We have two ways to use synchronization:
To make a method synchronized, just add the synchronized keyword to its declaration:
public class SynchronizedDemo { private int i = 0; public synchronized void add() { i++; } public synchronized void del() { i--; } public synchronized int getValue() { return i; } }
As the above code shows, there are three synchronized methods:
Each method will only be called on the same object at the same time Once, for example, when a thread calls add(), other threads will be blocked until the first thread finishes processing the add() method.
public void del(int value){ synchronized(this){ this.i -= value; } }
In the above code, synchronized is added before a {} code, which represents a synchronized code block.
The above are two ways to use the synchronized keyword. Let’s briefly introduce the concepts related to synchronization.
Synchronization is a process that controls multiple threads' access to any shared resource to avoid inconsistent results. The main purpose of using synchronization is to avoid inconsistent behavior of threads and prevent thread interference.
You can use the synchronized keyword in java to achieve synchronization effects. synchronized can only be applied to methods and blocks, not variables and classes.
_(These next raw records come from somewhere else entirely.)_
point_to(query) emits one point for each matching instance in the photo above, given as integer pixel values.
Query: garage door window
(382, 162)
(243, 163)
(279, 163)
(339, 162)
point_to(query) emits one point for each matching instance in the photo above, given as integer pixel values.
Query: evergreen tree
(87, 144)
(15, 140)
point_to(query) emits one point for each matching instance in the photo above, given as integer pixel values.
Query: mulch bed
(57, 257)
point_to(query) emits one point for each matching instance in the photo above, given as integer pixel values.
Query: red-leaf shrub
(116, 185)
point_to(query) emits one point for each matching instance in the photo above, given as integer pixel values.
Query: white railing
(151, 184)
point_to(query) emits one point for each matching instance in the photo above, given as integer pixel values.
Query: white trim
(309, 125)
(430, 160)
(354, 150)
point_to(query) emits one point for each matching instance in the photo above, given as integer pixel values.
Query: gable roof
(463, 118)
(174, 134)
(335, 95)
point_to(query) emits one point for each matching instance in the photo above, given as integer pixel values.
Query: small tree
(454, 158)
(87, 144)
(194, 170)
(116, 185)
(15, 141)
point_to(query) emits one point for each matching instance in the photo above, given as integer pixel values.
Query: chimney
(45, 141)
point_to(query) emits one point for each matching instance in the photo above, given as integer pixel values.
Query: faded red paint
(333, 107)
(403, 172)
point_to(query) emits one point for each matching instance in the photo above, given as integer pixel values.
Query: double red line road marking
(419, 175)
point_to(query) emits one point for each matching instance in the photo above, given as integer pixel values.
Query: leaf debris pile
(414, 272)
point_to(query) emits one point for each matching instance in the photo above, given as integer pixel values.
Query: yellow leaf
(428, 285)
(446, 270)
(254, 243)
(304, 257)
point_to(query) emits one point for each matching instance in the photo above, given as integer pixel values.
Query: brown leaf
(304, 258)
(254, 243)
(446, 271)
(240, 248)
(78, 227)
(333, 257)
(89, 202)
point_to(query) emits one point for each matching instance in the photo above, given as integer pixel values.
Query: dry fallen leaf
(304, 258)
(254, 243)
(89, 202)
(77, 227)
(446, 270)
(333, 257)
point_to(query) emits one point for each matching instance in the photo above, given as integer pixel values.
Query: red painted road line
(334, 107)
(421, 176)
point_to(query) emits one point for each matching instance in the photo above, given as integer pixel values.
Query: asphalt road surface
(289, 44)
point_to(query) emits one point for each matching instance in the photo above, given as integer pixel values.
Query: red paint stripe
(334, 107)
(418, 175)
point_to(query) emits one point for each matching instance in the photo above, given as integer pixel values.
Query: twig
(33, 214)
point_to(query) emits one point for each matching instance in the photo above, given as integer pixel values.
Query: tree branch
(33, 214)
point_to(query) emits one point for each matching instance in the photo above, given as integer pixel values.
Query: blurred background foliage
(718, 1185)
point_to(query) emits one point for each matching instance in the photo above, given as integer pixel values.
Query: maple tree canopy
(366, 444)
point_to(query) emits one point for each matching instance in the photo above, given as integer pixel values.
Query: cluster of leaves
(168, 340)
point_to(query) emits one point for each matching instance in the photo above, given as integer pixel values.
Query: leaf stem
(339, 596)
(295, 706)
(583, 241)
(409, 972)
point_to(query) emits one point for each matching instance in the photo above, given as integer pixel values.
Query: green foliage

First let’s look at a piece of code:
public class SynchronizedDemo { int i; public void increment() { i++; } public static void main(String[] args) { SynchronizedDemo synchronizedDemo = new SynchronizedDemo(); synchronizedDemo.increment(); System.out.println("计算值为:" + synchronizedDemo.i); } }
The calculated value will be increased by 1 whenever the increment() method is called:
Call 2 times will add 2, 3 times will add 3, 4 times will add 4:
public class SynchronizedDemo { int i; public void increment() { i++; } public static void main(String[] args) { SynchronizedDemo synchronizedDemo = new SynchronizedDemo(); synchronizedDemo.increment(); synchronizedDemo.increment(); synchronizedDemo.increment(); synchronizedDemo.increment(); System.out.println("计算值为:" + synchronizedDemo.i); } }
Now let’s expand the above example and create a thread Call the increment() method 10 times:
public class SynchronizedDemo { int i; public void increment() { i++; } public static void main(String[] args) { SynchronizedDemo synchronizedDemo = new SynchronizedDemo(); Thread thread = new Thread(() -> { for (int i = 1; i <= 10; i++) { synchronizedDemo.increment(); } }); thread.start(); try { thread.join(); } catch (InterruptedException e) { e.printStackTrace(); } System.out.println("计算值为:" + synchronizedDemo.i); } }
The calculated result at this time is as we expected, the result is 10.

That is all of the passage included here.